Nevertheless, she hoped that her supply business would be the fuel to her first million. Little did she know that nearly a decade later, she would be almost as far from making her first million as she had been when she started out.
While she hoped to make her first million in the business, bank loans, operating capital and delayed payments would be major hurdles. The business appeared profitable on the surface but it carried many liabilities that ate into its profits.
“I would see a huge turnover that disappeared into liabilities. It was disappointing,” Christine says. “Sometimes I would supply only for my clients to say they’d pay in 90 days, yet I had more tenders to meet and loans to service.”
In a good month, Christine would make between Sh50, 000 and Sh100, 000. In a bad month, her profits would dip to Sh20, 000.
While she had the option of looking for employment and depending on the safety of a monthly salary, Christine was determined to remain her own boss.
“Although I am a certified computer programmer, the thought of looking for an IT programming job did not cross my mind. I wanted the freedom to chart my own business and financial path.”
Towards the end of 2010, the mother of two began to contemplate closing her supplies and printing shop and venture into a new business. “The business had been struggling to break even; I had to accept it wasn’t going to make me a millionaire and move on to something new,” she says.
In January 2011, she decided to jump ship and start a network marketing business. “It was not easy to recommend and convince consumers to buy goods directly from the company I was working with. But I managed to build a small circle and by the end of the month, I was paid Sh21, 000,” she says.
“Whenever consumers followed my recommendation and bought consumable products from the company, I’d earn a percentage in the five to 43 per cent range.”
The following month, she made Sh32, 000. In the third month, her income climbed to Sh46, 000. Soon, she began to earn between Sh82, 000 and Sh150, 000 per month. “I sometimes doubted my income. In my previous business, I had never made such money with no liabilities to offset,” she says.
Four months after starting her new business, Christine shut down her supplies and printing business. “The two could neither compare nor work side by side. I had no doubt that network marketing would be my takeoff and felt convinced that the supplies business was a monkey I needed to get off my back.”
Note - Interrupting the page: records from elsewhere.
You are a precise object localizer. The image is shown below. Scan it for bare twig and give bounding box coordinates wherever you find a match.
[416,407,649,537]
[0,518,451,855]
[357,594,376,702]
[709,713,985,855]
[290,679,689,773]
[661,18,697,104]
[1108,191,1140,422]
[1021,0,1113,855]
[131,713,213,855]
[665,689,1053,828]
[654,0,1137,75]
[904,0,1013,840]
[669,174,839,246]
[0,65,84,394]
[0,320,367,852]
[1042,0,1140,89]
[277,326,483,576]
Eighteen months after venturing into network marketing, she made her first million. However, crossing the one-million mark was not a walk in the park. “It took a gigantic effort to get the Sh1 million. My business had grown into Uganda and South Sudan in 2013 and I had established small shopping circles in United Kingdom. This was my biggest break and the coupon that made me a millionaire.”
Currently, Christine has a marketing network in seven countries. So far her biggest challenge has been convincing consumers to take on her products.
“I’ve found that money doesn’t really sleep and I have to constantly keep marketing my business and bringing in new consumers even as I maintain the already existing ones.”
To keep her high income running, Christine says that she researches and offers what consumers need. “A business that doesn’t meet and fulfill a need is as good as dead. I must offer what is needed in the market if I want to keep rising.
In her journey to making her first million, Christine says she learned to never lose focus of her goal.
“I wanted to make my own million. And although my businesses changed, my goal remained the same.” She adds that many other women fail in their attempts to becoming millionaires due to their own poverty mentality.
“Many of us are driven by the ‘What if I fail?” fear factor! We hardly stop to take a look at the other side and ask ourselves Don’t sit back and be content with a few thousands while a million sits somewhere waiting for you!” she said.